〔NY石油〕WTIほぼ横ばい、68.69ドル(2日)
2026年7月2日
【ニューヨーク時事】2日のニューヨーク商業取引所(NYMEX)の原油先物相場は、米イランの戦闘終結に向けた協議継続を受けた売りが一服し、ほぼ横ばいとなった。米国産標準油種WTIの中心限月8月物の清算値(終値に相当)は、前日比0.11ドル(0.16%)高の1バレル=68.69ドル。9月物は0.14ドル高の68.65ドル。
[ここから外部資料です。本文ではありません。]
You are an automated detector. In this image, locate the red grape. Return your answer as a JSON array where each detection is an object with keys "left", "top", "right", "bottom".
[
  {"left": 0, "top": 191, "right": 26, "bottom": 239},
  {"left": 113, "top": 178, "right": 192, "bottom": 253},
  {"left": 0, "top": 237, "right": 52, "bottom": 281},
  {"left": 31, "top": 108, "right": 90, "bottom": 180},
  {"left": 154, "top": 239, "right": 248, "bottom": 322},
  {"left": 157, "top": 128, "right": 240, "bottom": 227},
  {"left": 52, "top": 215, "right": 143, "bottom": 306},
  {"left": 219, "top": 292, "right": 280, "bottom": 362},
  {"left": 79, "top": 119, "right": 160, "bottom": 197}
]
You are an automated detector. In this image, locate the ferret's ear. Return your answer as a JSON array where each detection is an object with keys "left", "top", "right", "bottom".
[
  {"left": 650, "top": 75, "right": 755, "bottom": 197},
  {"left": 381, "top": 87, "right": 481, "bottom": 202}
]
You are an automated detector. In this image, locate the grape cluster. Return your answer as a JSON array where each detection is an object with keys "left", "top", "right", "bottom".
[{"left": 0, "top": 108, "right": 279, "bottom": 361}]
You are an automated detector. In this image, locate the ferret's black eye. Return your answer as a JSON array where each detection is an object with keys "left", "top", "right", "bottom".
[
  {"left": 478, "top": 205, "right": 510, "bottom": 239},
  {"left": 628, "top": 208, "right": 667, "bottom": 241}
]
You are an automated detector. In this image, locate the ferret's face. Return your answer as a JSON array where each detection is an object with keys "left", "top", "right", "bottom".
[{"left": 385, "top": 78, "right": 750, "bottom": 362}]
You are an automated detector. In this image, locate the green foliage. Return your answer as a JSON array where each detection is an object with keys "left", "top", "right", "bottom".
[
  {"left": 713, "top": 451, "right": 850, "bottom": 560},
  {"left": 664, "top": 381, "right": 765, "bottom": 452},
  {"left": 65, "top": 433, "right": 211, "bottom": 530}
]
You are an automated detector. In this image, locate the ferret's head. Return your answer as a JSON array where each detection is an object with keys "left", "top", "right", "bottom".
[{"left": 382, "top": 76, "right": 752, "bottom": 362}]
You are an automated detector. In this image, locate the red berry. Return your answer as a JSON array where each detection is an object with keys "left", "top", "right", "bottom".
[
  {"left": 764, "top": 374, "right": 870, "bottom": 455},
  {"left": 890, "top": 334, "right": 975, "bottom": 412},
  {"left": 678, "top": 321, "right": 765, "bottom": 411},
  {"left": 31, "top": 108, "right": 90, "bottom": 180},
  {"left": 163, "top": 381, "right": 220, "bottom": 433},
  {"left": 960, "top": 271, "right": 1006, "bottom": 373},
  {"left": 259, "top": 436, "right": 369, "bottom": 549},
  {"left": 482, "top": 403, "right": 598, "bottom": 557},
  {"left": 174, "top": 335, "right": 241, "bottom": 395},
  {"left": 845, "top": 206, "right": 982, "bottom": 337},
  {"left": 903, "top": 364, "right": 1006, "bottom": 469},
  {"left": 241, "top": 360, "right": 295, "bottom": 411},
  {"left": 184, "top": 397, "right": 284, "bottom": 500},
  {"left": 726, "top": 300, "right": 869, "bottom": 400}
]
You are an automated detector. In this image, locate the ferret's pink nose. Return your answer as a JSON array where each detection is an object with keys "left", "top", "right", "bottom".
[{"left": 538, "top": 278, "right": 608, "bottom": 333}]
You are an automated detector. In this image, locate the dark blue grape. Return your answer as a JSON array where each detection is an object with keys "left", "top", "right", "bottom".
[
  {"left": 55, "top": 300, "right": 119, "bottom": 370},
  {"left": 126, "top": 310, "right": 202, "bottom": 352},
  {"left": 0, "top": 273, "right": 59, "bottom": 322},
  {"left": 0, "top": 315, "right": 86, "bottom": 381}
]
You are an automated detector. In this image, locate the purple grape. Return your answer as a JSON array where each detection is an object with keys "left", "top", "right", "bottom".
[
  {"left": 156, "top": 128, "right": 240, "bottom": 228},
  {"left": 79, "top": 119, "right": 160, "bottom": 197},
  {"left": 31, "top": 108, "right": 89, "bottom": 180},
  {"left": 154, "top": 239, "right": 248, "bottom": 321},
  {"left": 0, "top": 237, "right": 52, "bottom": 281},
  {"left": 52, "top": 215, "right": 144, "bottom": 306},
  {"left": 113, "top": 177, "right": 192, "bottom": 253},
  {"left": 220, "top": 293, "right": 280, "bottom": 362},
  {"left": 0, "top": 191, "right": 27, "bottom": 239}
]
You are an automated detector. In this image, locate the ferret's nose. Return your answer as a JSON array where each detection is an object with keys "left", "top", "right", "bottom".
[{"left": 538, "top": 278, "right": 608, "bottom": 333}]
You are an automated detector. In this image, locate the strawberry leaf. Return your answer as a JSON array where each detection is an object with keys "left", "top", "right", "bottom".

カタール外務省は1日、首都ドーハで行われた米国とイランの戦闘終結の覚書に基づく間接協議で、双方が協議継続で合意したと発表。声明で「前向きな進展があった」と強調した。4日から来週にかけてイランで執り行われる前最高指導者アリ・ハメネイ師の国葬関連行事が終了した後、「できるだけ早い時期」に次回協議を実施する予定。情報筋の話として、進展の具体的内容は不明だが、原油輸送の要衝ホルムズ海峡の通航とイランへの財政的な見返りを議論したと伝わった。これを受け供給不安が和らぐ中、原油売りが先行。相場は一時67ドル割れに迫り、米イスラエルとイランが交戦を開始した2月下旬以来の安値水準まで下落した。
ただ、売り一巡後は小幅プラス圏に浮上。押し目買いや米独立記念日(7月4日)の振り替えに伴う翌3日の休場を控え、調整的な買い戻しが入った。
市場は引き続き、ホルムズ海峡経由のエネルギー供給の動向を注視している。ロイター通信によると、サウジアラビアのラスタヌラターミナルから計1000万バレルの原油を積載した少なくとも5隻の超大型原油タンカー(VLCC)が出港し、ホルムズ海峡を通過したことが海運データなどで2日明らかになった。国営石油会社サウジアラムコはアジア市場への供給を加速させるため、随時契約販売へ切り替えたという。
▽ガソリン=反落。中心限月8月物の清算値は2.79セント安の1ガロン=291.73セント。